Shop & Eat

Up at seven again, it’s just impossible to get used to Spanish time unless you really make an effort, but then afterward you’ll have to make a similar effort to get back on Belgium time. Both are in the same time zone, but the Spanish do have a different rythm.

Fruit salad and goat yoghurt for breakfast and an early departure. Early because nothing is open, but I have plans to see a building or two and they don’t mind the early hour. We start walking to the old town across the river, but get distracted by the railway stations. The Bilbao-Concordia station is the oldest (constructed in 1902) and has a colourful Belle Epoque facade. It serves until today the local narrow gauge trains. The newer one Bilbao-Abando is in this incarnation from 1948, serves the longer distance lines and has a gorgeous stained glass window of 15 m wide and 10 m tall. The next incarnation will replace it soon, to allow for the high speed trains of the near future.

By this time I’ve come to my senses and realize it will be much more fun to visit the old town when it’s not empty and deserted, so we switch the day’s plan around and first go shopping. I buy some handcrafted paper and envelopes and a few new towels for bathroom and kitchen, at a discount. It’s not that we don’t have these in Belgium, it’s just so much more fun to shop in an unknown city. I also map our route to pass by the Azkuna Zentroa Alhondiga building, a multi-purpose venue originally built in 1909 and then renovated with great flair by architect Philippe Starck in collaboration with Thibaut Mathieu (don’t know who that is). From the outside the renovation is only visible by the glass facade sticking up from behind the old bricks, but on the inside it’s quite modern, impossible to describe. The exhibition spaces will open in fifteen minutes or so, at eleven, but we visit the rooftop terrace and take our time to admire the many colorful pillars, each unique, holding up the brick blocks with cultural and public spaces.
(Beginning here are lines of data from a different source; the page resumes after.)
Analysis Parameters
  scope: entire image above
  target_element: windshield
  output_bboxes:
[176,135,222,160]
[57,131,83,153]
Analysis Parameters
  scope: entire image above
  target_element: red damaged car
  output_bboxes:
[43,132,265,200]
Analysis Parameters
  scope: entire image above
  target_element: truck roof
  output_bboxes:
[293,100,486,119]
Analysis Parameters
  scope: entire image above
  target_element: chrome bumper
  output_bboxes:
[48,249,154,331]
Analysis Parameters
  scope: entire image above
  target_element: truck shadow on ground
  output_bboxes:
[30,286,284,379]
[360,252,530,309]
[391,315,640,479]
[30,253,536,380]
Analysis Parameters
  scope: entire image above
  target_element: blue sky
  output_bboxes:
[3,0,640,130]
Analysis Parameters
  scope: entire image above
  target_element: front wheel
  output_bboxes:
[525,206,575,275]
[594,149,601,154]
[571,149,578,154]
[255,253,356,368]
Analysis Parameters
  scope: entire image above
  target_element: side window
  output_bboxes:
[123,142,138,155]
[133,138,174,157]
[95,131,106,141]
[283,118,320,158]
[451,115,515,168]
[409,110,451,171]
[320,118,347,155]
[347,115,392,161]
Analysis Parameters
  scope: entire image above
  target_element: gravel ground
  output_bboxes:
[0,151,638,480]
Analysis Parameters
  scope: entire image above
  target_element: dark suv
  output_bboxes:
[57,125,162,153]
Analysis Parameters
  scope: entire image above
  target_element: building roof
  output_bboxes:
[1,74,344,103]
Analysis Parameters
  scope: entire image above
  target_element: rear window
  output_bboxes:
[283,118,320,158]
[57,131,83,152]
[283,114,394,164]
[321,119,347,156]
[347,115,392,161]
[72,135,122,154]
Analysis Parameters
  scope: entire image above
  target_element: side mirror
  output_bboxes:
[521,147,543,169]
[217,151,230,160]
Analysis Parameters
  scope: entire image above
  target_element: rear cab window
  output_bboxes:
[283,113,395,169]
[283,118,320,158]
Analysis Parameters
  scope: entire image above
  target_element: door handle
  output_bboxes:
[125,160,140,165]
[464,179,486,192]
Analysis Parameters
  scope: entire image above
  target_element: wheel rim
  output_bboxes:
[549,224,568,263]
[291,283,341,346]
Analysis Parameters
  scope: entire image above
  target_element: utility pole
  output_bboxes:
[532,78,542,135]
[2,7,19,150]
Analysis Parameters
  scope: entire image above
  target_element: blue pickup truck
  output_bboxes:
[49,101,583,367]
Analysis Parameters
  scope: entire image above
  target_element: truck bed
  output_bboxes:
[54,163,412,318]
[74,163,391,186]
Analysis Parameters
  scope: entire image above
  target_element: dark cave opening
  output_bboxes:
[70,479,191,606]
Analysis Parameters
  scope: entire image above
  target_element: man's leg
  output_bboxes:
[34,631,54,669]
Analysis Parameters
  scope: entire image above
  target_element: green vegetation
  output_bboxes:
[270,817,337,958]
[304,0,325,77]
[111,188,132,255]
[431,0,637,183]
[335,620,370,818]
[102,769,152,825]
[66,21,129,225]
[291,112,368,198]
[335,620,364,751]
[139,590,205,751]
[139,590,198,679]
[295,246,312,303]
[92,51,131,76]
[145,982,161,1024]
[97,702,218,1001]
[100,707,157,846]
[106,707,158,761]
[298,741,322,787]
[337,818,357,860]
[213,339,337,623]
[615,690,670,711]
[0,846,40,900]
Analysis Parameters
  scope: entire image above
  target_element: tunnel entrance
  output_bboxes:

We continue on through the new town, strolling through the shopping streets. People are out and about, many sitting on terraces having breakfast – you can tell because they’re drinking coffee, not wine. It’s after eleven now, we’re thinking of lunch and decide to get started on the food part of the day. We enter one of the many pintxo bars, pick a few hearty snacks and do the whole thing by the rules: eat standing up, throw your sticks and napkins in a bin on the table and then move on to the next. Of course you’re not supposed to do this until after 2 pm, but I’m sure they make allowances for tourists. We stop by the appartment to drop off the bulky towels and rest our feet for half an hour and then, with renewed energy, set out for the old town.

It’s a beautiful area with narrow, pedestrian streets and high, colorful buildings, with here and there a church or palace. The Plaza Nuevo (or new square, though built in 1821) seems to be one of the newer features and it’s the busiest place we’ve encountered so far. We get in line to buy more pintxos (our third bar) and try to be a bit more Spanish: don’t worry too much about the line, don’t mind the crowd, have a glass of wine. We continue through the charming streets to see the Bilboko Donejakue katedrala (the cathedral) and Erribera merkatua (the market hall from 1929) and catch a glimpse of San Antongo Zubia (there’s been a bridge here since 1318, for a few centuries the only one).

We’re pretty tired by now, so we decide to have a siesta at the appartment. I write a letter on my new paper and read a book until 5 or so, when we do our usual outing to find dinner. This time it’s nut/raisin bread, delicious with the picual olive oil, some leftover smoked meat, a few grapes and then Belgian pralines as dessert. We’re really saving them up, don’t want to run out until we’re back in Belgium and I have to (choose to) go back to a more healthy and balanced diet!